Constructing Parameter-Optimal Graph ANNS Index with GArena
作者: Puqing Wu, Minhui Xie, Hao Guo, Jie Yin, Sen Yang, Youyou Lu, Yunpeng Chai
2026-03摘要: Graph-based Approximate Nearest Neighbor Search (GANNS) delivers exceptional query performance compared to other algorithms, but this efficiency comes at the cost of significantly longer construction time. Because index construction parameters can alter final query throughput by up to an order of magnitude, identifying the parameter-optimal configuration is essential for real-world deployments. Yet, this process is notoriously challenging: traditional tuning methods can take days or weeks due to the need for repeated, full graph rebuilds. This paper introduces GArena, a GANNS constructor that accelerates optimal construct parameter search. Our key observation is that while different parameter settings yield distinct graph topologies, their construction processes exhibit over 70% redundancy in distance calculations.
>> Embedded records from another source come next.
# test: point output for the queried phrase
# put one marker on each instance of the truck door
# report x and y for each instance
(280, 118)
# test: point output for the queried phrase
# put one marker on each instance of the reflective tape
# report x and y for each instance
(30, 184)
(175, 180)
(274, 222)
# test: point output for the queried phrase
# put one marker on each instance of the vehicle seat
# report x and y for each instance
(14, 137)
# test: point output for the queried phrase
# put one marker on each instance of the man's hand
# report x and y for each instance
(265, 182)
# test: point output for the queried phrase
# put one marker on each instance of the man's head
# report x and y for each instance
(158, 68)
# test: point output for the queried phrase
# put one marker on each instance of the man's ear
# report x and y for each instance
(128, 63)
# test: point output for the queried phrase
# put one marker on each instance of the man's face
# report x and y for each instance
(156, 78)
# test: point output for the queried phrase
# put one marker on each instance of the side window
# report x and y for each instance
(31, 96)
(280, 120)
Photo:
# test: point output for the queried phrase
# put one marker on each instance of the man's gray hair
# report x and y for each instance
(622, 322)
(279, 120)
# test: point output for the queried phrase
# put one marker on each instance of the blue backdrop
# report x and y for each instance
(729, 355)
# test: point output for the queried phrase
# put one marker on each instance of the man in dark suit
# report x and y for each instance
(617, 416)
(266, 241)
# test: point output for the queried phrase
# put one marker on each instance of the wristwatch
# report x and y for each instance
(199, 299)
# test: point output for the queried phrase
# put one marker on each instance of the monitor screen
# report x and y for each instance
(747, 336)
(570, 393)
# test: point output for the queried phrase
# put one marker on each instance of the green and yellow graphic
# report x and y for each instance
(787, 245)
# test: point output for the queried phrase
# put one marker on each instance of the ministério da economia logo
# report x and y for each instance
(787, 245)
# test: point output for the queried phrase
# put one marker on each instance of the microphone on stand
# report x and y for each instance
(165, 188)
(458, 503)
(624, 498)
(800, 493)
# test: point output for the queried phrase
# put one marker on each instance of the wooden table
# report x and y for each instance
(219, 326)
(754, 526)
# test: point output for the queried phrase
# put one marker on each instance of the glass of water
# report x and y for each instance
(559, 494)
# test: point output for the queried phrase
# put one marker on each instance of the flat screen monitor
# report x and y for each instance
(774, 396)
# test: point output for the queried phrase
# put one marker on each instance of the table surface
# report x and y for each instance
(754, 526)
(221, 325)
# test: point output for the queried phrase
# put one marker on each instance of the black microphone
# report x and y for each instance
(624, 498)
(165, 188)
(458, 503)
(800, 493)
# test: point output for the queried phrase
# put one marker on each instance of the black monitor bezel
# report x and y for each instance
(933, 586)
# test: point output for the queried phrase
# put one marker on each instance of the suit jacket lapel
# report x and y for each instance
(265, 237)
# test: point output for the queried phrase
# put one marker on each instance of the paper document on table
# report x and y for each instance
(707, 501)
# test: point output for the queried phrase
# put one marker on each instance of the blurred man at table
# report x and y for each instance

Though a naive distance cache can eliminate this redundancy, it incurs prohibitive memory overhead (dozens of TB). Instead, GArena redesigns the tuning paradigm by launching multiple parallel graphs with different configurations and aligning their distance computation trajectories, thereby greatly enhancing the distance cache’s temporal locality. GArena can bound the cache size to only a few MB (fully resident in CPU cache). GArena also introduces a performance-potentialguided pruner to discard unpromising configurations early on small subsets. Evaluation shows that GArena can dramatically shrink the tuning process from a day down to minutes, while consistently identifying the optimal configuration.